During this time, I have earned two degrees, completed my graduate studies, and I am an elected official in my local community. I am married with three children, my husband and I just purchased our first home, and I have achieved success professionally. I am happy.

 

However, the secret of my success is that my happiness isn’t rooted in these milestones – these are just personas that society reinforces to place worthiness and value on people. What I found as a result of my attempt to end my life was an inner sense of knowing that I was already everything that I was struggling to become. I needed to let go and simply just be. With this practice I uncovered happiness. I found the magic that enabled me to achieve goals that were beyond my wildest dreams.

 

As I speak regularly about my experience of overcoming personally devastating circumstances, I am asked regularly to share the secret of my success. How did I achieve recovery from what was diagnosed a, “serious mental illness”?

 

It’s an odd question to me because it’s often that people see where I am today, and they are just looking at the outcome. They forget that there was a process. I was the person who had nothing, did nothing, and felt like nothing. I have recognized that people ask this question because they are seeking step by step instructions, often for a loved one.
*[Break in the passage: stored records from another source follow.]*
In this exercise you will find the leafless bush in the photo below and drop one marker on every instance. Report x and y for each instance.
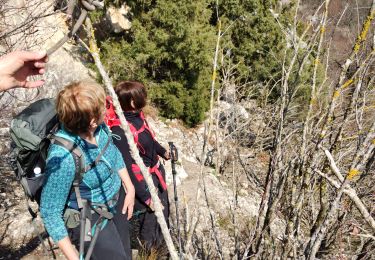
(319, 154)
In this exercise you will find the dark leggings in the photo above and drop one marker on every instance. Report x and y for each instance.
(144, 226)
(113, 241)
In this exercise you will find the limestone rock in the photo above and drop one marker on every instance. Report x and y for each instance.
(117, 18)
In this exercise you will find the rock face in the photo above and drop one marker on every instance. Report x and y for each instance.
(117, 18)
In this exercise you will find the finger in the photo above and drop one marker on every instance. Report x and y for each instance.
(124, 209)
(34, 84)
(39, 64)
(130, 212)
(30, 55)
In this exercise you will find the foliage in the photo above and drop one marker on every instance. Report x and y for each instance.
(171, 45)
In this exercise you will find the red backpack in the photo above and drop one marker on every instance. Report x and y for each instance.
(111, 119)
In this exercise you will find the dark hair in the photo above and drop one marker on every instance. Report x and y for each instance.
(131, 90)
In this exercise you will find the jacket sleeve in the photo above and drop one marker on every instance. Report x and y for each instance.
(160, 150)
(59, 179)
(119, 139)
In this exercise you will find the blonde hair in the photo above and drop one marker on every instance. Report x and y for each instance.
(78, 103)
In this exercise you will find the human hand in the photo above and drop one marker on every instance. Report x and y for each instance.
(129, 203)
(167, 155)
(16, 66)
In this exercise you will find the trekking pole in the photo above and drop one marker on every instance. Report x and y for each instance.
(174, 159)
(82, 231)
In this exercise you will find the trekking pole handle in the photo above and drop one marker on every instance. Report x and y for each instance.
(173, 152)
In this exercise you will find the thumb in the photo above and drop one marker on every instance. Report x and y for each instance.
(30, 55)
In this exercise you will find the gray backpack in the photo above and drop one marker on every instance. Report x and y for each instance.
(32, 132)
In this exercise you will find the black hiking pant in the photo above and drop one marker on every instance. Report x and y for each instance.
(113, 242)
(144, 227)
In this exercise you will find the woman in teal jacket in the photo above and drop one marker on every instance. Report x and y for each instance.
(81, 109)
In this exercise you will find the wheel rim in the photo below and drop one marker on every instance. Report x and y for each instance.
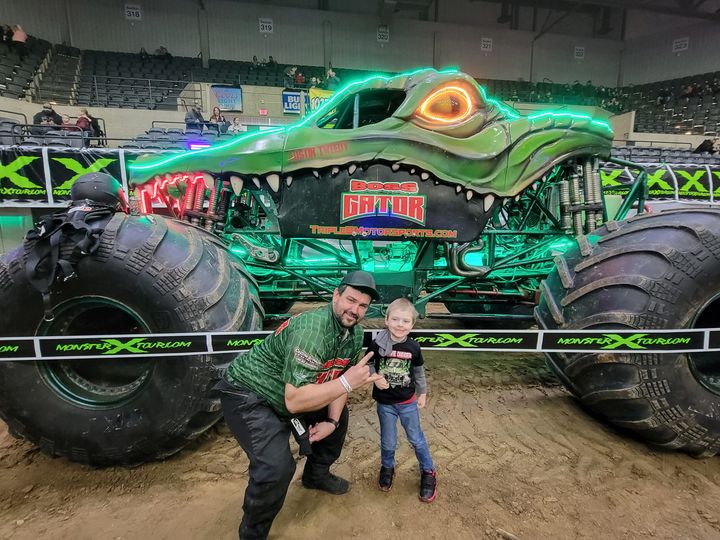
(93, 383)
(705, 366)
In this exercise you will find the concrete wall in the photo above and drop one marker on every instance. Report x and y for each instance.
(305, 35)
I’m not really sure what to tell them because there isn’t very much for me to offer as a guarantee.

 

Especially when I have gained such a profound sense of security through the suffering. I have witnessed the outcome of having conditions of worthiness created by forcing people to conform to societal expectations that do not reflect individualistic qualities of character. I had the experience of being told, “if you do this you should feel this,” over and over again. Well, I didn’t feel much of anything professionals told me I should feel using clinical interventions. While the lasting impact of these deeply ingrained beliefs is still a record my mind uses as fodder for trapping me within a state of panic.

 

I feel the single most important lesson I learned as a result of trying to end my life was the inner sense of knowing that I was already everything that I was struggling to become. As life has continued to bring challenges, as it will always, I have incorporated the following lessons into my life:

 

Let go of the outcome and engage fully in the process. Engage the pain as a worthy aspect of yourself through which you can draw meaning. A sense of security is achieved in navigating the suffering. Let go of socially constructed conditions of worthiness. You have a purpose in life that is beyond the limits of your mind. Surround yourself with people who hold space for you through non-judgmental dialogue that is grounded in acceptance, love, and encouragement. Adopt curiosity, gratitude, forgiveness, and openness as anchors. You are everything you are supposed to be. You are enough.

 

To integrate these lessons into the foundation upon which I stand in this world I dedicate time for meditation, yoga, journaling, dialogue, connection, and service on a daily basis. I have found that, with consistency, I continue to release the fear of being vulnerable in my suffering. I may still experience pain, yet I have a stronger sense of knowing that I am capable and worthy of moving through it – so #SameHere and be true to your feelings!